For purposes of data deduplication and data synchronisation, it would
be a powerful tool to expose file data checksums.
Since eg BTRFS uses the crc32c algorithm [1], it's possible to compute
the file's overall CRC from the accumulation of the CRCs from all it's
extents' CRCs.
For now, exposing this via an IOCTL may be sufficient, though any
ideas for introducing it in a more standard way? (it's a pity that
when stat64 was introduced, reserved fields weren't added)
Thanks,
Daniel
[1] http://www.research.ibm.com/haifa/satran/ips/Vince-Luben-crc32c-01.pdf
--
Daniel J Blueman
Daniel J Blueman <[email protected]> writes:
> For purposes of data deduplication and data synchronisation, it would
> be a powerful tool to expose file data checksums.
>
> Since eg BTRFS uses the crc32c algorithm [1], it's possible to compute
> the file's overall CRC from the accumulation of the CRCs from all it's
> extents' CRCs.
>
> For now, exposing this via an IOCTL may be sufficient, though any
> ideas for introducing it in a more standard way? (it's a pity that
> when stat64 was introduced, reserved fields weren't added)

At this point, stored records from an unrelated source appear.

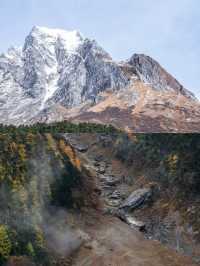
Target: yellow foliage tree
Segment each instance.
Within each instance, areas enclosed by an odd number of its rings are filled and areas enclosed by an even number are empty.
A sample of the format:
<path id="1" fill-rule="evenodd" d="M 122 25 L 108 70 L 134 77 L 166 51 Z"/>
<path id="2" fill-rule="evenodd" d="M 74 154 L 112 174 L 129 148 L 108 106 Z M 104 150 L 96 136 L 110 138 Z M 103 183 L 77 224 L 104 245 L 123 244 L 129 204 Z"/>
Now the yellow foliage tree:
<path id="1" fill-rule="evenodd" d="M 8 229 L 5 225 L 0 225 L 0 257 L 1 260 L 8 259 L 11 253 L 11 241 L 8 235 Z"/>

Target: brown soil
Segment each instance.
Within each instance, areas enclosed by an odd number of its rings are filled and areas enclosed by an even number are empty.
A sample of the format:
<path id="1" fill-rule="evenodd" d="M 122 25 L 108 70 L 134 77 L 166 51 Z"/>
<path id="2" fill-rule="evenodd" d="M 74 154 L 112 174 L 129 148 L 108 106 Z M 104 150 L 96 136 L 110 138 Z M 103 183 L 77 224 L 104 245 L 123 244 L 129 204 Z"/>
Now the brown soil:
<path id="1" fill-rule="evenodd" d="M 74 266 L 195 266 L 114 217 L 99 216 L 86 231 L 91 241 L 75 254 Z"/>

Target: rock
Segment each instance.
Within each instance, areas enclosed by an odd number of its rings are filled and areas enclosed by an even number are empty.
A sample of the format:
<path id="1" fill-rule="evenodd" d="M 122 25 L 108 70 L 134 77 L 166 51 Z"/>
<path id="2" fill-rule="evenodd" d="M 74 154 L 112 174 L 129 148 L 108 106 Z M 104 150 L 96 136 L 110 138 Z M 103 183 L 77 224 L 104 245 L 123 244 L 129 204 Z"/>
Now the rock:
<path id="1" fill-rule="evenodd" d="M 62 134 L 62 136 L 65 138 L 65 140 L 77 151 L 79 152 L 87 152 L 89 149 L 89 146 L 86 144 L 78 143 L 78 140 L 74 138 L 74 136 L 71 133 L 65 133 Z"/>
<path id="2" fill-rule="evenodd" d="M 110 196 L 110 199 L 121 199 L 121 193 L 118 190 L 115 190 Z"/>
<path id="3" fill-rule="evenodd" d="M 103 147 L 109 147 L 112 144 L 112 138 L 109 135 L 100 136 L 99 141 L 102 142 Z"/>
<path id="4" fill-rule="evenodd" d="M 99 167 L 100 163 L 99 162 L 94 162 L 95 167 Z"/>
<path id="5" fill-rule="evenodd" d="M 64 133 L 62 136 L 65 138 L 65 140 L 72 146 L 74 147 L 77 144 L 76 139 L 71 133 Z"/>
<path id="6" fill-rule="evenodd" d="M 100 174 L 105 174 L 105 167 L 100 166 L 98 172 Z"/>
<path id="7" fill-rule="evenodd" d="M 106 203 L 112 207 L 119 207 L 122 202 L 120 192 L 115 190 L 107 195 Z"/>
<path id="8" fill-rule="evenodd" d="M 106 200 L 107 205 L 111 207 L 118 207 L 121 203 L 120 199 L 107 199 Z"/>
<path id="9" fill-rule="evenodd" d="M 115 186 L 121 182 L 121 179 L 115 177 L 115 176 L 100 176 L 100 180 L 108 186 Z"/>
<path id="10" fill-rule="evenodd" d="M 88 145 L 78 143 L 74 145 L 74 148 L 79 152 L 87 152 L 89 149 Z"/>
<path id="11" fill-rule="evenodd" d="M 102 161 L 102 160 L 103 160 L 103 155 L 96 155 L 96 156 L 94 157 L 94 160 L 95 160 L 96 162 L 100 162 L 100 161 Z"/>
<path id="12" fill-rule="evenodd" d="M 99 172 L 100 174 L 104 174 L 105 171 L 106 171 L 106 164 L 105 164 L 104 162 L 101 162 L 101 163 L 99 164 L 98 172 Z"/>
<path id="13" fill-rule="evenodd" d="M 106 165 L 106 173 L 109 175 L 112 175 L 112 165 L 110 163 L 107 162 Z"/>
<path id="14" fill-rule="evenodd" d="M 145 223 L 142 221 L 136 220 L 134 217 L 127 215 L 126 216 L 126 222 L 129 224 L 131 227 L 138 228 L 139 230 L 144 230 L 145 229 Z"/>
<path id="15" fill-rule="evenodd" d="M 195 99 L 191 92 L 185 89 L 153 58 L 144 54 L 134 54 L 129 60 L 129 64 L 135 68 L 135 72 L 143 82 L 151 84 L 155 89 L 174 90 Z"/>
<path id="16" fill-rule="evenodd" d="M 134 218 L 132 215 L 127 214 L 123 211 L 119 211 L 117 213 L 117 216 L 122 219 L 124 222 L 126 222 L 128 225 L 130 225 L 132 228 L 137 228 L 139 230 L 145 229 L 145 223 L 142 221 L 138 221 L 136 218 Z"/>
<path id="17" fill-rule="evenodd" d="M 102 184 L 102 189 L 104 190 L 104 194 L 107 195 L 112 193 L 113 187 L 107 184 Z M 108 190 L 111 190 L 111 192 L 106 193 Z"/>
<path id="18" fill-rule="evenodd" d="M 136 209 L 148 201 L 152 196 L 151 188 L 138 189 L 121 204 L 120 209 Z"/>

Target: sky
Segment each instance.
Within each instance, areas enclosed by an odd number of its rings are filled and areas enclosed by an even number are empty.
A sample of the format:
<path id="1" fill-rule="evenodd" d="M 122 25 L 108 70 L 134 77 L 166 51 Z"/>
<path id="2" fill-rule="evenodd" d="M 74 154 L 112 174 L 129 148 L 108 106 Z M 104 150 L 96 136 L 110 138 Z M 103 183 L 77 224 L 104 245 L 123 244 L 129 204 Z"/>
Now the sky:
<path id="1" fill-rule="evenodd" d="M 200 98 L 199 0 L 0 0 L 0 52 L 34 25 L 79 30 L 115 60 L 147 54 Z"/>

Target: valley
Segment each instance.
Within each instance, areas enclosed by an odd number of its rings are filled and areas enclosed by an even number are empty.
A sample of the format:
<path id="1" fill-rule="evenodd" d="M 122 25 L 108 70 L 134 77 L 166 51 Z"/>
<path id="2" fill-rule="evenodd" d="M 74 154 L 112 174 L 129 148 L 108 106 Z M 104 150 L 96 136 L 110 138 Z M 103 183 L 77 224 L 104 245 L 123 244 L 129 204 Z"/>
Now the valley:
<path id="1" fill-rule="evenodd" d="M 153 58 L 34 26 L 0 55 L 0 265 L 199 265 L 199 132 Z"/>
<path id="2" fill-rule="evenodd" d="M 0 266 L 200 266 L 199 17 L 0 1 Z"/>

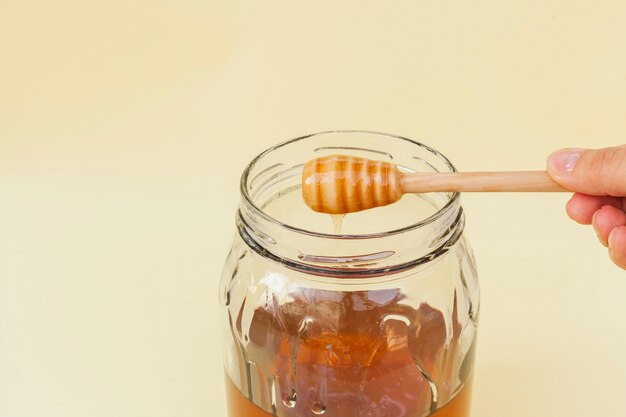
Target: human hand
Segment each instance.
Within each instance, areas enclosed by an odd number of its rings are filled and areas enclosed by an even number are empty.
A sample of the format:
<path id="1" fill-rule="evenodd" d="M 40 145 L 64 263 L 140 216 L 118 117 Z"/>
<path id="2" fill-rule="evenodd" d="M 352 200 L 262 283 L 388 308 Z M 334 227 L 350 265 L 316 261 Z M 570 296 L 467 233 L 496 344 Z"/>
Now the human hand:
<path id="1" fill-rule="evenodd" d="M 548 157 L 548 173 L 575 191 L 569 217 L 593 225 L 611 260 L 626 269 L 626 145 L 561 149 Z"/>

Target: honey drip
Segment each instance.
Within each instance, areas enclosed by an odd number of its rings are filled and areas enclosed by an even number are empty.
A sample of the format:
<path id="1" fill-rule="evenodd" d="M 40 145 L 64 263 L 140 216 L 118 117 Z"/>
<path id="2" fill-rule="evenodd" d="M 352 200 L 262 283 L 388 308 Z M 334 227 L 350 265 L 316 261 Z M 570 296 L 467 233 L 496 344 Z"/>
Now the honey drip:
<path id="1" fill-rule="evenodd" d="M 331 214 L 330 217 L 333 219 L 333 228 L 335 229 L 335 234 L 341 234 L 341 226 L 343 225 L 343 218 L 345 214 Z"/>

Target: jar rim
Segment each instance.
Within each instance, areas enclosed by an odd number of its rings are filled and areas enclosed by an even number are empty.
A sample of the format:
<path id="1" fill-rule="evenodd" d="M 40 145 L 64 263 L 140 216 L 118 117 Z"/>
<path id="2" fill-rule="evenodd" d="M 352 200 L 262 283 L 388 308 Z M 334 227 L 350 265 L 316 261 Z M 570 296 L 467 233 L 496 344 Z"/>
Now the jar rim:
<path id="1" fill-rule="evenodd" d="M 252 211 L 254 212 L 255 215 L 260 216 L 261 218 L 263 218 L 264 220 L 275 224 L 279 227 L 285 228 L 287 230 L 290 230 L 292 232 L 295 233 L 299 233 L 299 234 L 303 234 L 303 235 L 308 235 L 308 236 L 314 236 L 314 237 L 320 237 L 320 238 L 325 238 L 325 239 L 345 239 L 345 240 L 350 240 L 350 239 L 375 239 L 375 238 L 380 238 L 380 237 L 385 237 L 385 236 L 392 236 L 392 235 L 397 235 L 397 234 L 401 234 L 401 233 L 406 233 L 406 232 L 410 232 L 412 230 L 421 228 L 423 226 L 426 226 L 432 222 L 437 221 L 438 219 L 440 219 L 444 213 L 446 213 L 448 211 L 448 209 L 453 206 L 454 204 L 457 203 L 457 201 L 460 198 L 460 193 L 458 191 L 455 191 L 453 193 L 451 193 L 448 201 L 442 205 L 435 213 L 433 213 L 432 215 L 426 217 L 425 219 L 421 219 L 420 221 L 416 222 L 416 223 L 412 223 L 409 224 L 407 226 L 403 226 L 400 227 L 398 229 L 393 229 L 393 230 L 389 230 L 389 231 L 383 231 L 383 232 L 375 232 L 375 233 L 363 233 L 363 234 L 330 234 L 330 233 L 323 233 L 323 232 L 316 232 L 316 231 L 312 231 L 312 230 L 307 230 L 301 227 L 296 227 L 296 226 L 292 226 L 289 224 L 286 224 L 284 222 L 281 222 L 280 220 L 270 216 L 269 214 L 267 214 L 266 212 L 263 211 L 263 209 L 261 209 L 260 207 L 257 206 L 257 204 L 253 201 L 252 197 L 250 196 L 250 190 L 248 187 L 248 179 L 250 176 L 250 172 L 252 171 L 252 169 L 255 167 L 256 163 L 258 163 L 264 156 L 268 155 L 269 153 L 282 148 L 284 146 L 290 145 L 292 143 L 295 142 L 299 142 L 301 140 L 304 139 L 308 139 L 314 136 L 319 136 L 319 135 L 325 135 L 325 134 L 333 134 L 333 133 L 349 133 L 349 134 L 353 134 L 353 133 L 362 133 L 362 134 L 370 134 L 370 135 L 380 135 L 380 136 L 387 136 L 387 137 L 391 137 L 391 138 L 395 138 L 395 139 L 400 139 L 400 140 L 404 140 L 406 142 L 409 142 L 411 144 L 414 144 L 416 146 L 419 146 L 420 148 L 432 153 L 433 155 L 435 155 L 437 158 L 439 158 L 448 168 L 450 168 L 450 172 L 458 172 L 456 167 L 452 164 L 452 162 L 441 152 L 439 152 L 438 150 L 425 145 L 423 143 L 417 142 L 413 139 L 409 139 L 406 138 L 404 136 L 399 136 L 399 135 L 394 135 L 394 134 L 389 134 L 389 133 L 382 133 L 382 132 L 376 132 L 376 131 L 368 131 L 368 130 L 327 130 L 327 131 L 322 131 L 322 132 L 317 132 L 317 133 L 311 133 L 308 135 L 304 135 L 304 136 L 299 136 L 293 139 L 289 139 L 286 140 L 284 142 L 278 143 L 268 149 L 266 149 L 265 151 L 261 152 L 260 154 L 258 154 L 254 159 L 252 159 L 252 161 L 250 161 L 250 163 L 246 166 L 246 168 L 244 169 L 242 175 L 241 175 L 241 180 L 239 183 L 239 188 L 240 188 L 240 193 L 242 198 L 244 199 L 246 205 L 252 209 Z"/>

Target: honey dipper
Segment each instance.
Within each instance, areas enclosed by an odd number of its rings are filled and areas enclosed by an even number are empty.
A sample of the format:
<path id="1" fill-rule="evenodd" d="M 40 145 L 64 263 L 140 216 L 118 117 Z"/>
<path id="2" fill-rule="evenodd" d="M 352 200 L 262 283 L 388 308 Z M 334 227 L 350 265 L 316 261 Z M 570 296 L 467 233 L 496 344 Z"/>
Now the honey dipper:
<path id="1" fill-rule="evenodd" d="M 401 172 L 389 162 L 346 155 L 304 164 L 302 197 L 313 210 L 344 214 L 394 203 L 407 193 L 569 191 L 546 171 Z"/>

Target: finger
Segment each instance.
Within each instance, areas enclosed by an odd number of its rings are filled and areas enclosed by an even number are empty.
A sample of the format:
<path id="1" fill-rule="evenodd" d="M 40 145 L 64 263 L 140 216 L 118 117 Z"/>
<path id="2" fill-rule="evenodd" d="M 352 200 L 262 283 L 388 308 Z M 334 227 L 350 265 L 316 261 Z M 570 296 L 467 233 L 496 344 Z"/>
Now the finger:
<path id="1" fill-rule="evenodd" d="M 572 191 L 626 196 L 626 145 L 603 149 L 562 149 L 548 157 L 548 173 Z"/>
<path id="2" fill-rule="evenodd" d="M 600 242 L 608 246 L 611 231 L 626 225 L 626 213 L 613 206 L 604 206 L 594 213 L 592 224 Z"/>
<path id="3" fill-rule="evenodd" d="M 626 226 L 619 226 L 609 234 L 609 256 L 615 265 L 626 269 Z"/>
<path id="4" fill-rule="evenodd" d="M 575 193 L 565 209 L 572 220 L 581 224 L 591 224 L 593 214 L 604 206 L 622 208 L 622 199 Z"/>

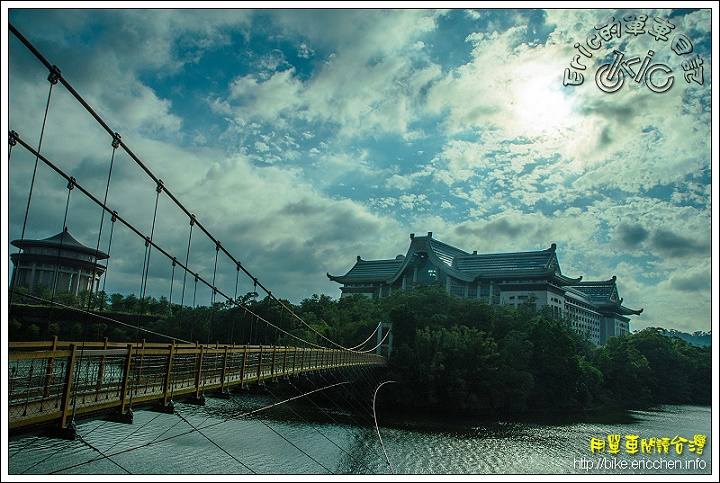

The problem of doing it in any "standard way" is that it would
hard code the way the file system does checksums in the applications.
So the file system could never change it without breaking
user space.
-Andi
--
[email protected] -- Speaking for myself only.
On Wed, Jan 27, 2010 at 12:30 PM, Andi Kleen <[email protected]> wrote:
> Daniel J Blueman <[email protected]> writes:
>
>> For purposes of data deduplication and data synchronisation, it would
>> be a powerful tool to expose file data checksums.
>>
>> Since eg BTRFS uses the crc32c algorithm [1], it's possible to compute
>> the file's overall CRC from the accumulation of the CRCs from all it's
>> extents' CRCs.
>>
>> For now, exposing this via an IOCTL may be sufficient, though any
>> ideas for introducing it in a more standard way? (it's a pity that
>> when stat64 was introduced, reserved fields weren't added)
>
> The problem of doing it in any "standard way" is that it would
> hard code the way the file system does checksums in the applications.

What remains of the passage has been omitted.